Numerous works, tricks, approaches, techniques, and systems can also be found on this subject. For instance: The use of Self organizing maps [17], Shape matching [18], [19] A method involving the division of the image into grids and computing the Hu moments as features was proposed. Artificial neural network was then implemented as classifier. The method yielded good processing times and accuracy. Methods such as Restricted Boltzmann Machines (RBMs) [28], SVM with inverse fringe feature [29], Echo state networks [30], Discrete Cosine S-Transform (DCST) features with Artificial Neural Networks classifier [31], Neural Dynamics Classification algorithm [32], Bat Algorithm-Optimized SVM [33] have been applied. Similarly, promising results from numerous algorithms have prompted the extension to numerous languages and characters. Indian numerals were treated in [23], Persian digits in [24], Bangla Digits [25], Hindu and Arabic digits in [26], Sindhi Numerals [27].
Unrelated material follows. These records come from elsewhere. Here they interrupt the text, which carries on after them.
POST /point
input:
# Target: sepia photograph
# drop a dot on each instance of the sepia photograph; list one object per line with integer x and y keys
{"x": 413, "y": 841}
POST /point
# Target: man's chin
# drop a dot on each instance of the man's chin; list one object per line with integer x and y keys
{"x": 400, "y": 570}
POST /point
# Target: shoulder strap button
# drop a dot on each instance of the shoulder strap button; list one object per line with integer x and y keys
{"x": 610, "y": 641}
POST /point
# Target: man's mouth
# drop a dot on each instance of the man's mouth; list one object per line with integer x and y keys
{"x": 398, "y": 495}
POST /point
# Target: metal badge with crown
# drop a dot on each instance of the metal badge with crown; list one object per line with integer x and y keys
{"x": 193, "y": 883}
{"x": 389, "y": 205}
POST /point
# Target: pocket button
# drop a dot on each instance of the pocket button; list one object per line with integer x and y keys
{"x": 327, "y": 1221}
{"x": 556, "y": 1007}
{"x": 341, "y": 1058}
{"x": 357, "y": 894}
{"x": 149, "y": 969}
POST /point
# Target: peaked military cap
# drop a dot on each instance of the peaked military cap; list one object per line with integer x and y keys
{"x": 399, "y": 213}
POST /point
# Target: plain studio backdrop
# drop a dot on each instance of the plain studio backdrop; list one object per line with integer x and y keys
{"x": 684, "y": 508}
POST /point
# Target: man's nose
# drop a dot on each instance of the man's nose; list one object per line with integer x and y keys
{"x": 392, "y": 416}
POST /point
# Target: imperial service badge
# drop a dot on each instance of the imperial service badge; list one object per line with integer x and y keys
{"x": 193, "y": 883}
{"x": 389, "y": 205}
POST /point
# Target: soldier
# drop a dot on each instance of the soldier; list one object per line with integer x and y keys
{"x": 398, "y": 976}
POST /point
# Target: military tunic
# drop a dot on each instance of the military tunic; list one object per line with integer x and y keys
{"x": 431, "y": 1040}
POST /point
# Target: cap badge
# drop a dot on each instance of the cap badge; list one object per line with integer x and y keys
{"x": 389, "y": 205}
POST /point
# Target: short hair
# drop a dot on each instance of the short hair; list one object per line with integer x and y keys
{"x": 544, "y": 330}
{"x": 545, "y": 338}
Most recently, due to the advent of powerful computational systems such as GPUs and TPUs, more solutions have been proposed, especially, with Deep learning. In [21] for instance, the authors made a case for Online digit recognition using deep learning. They developed a software application to record a dataset which included user information such as age, sex, nationality, and handedness. Thereafter they presented a 1D and 2D ConvNet model which obtained results of 95.86% (using distance and angle), and 98.50% respectively. Unfortunately, as deep learning methods have yielded exceptional results, they have also empowered Adversarial systems. It was shown by [22] that the changing of 1 pixel can lead to significant misclassification rates. The authors showed that 70.97% of the natural images can be perturbed to at least one target class simply by modifying a single pixel with 97.47% confidence on average. Further information can be found from academic resources.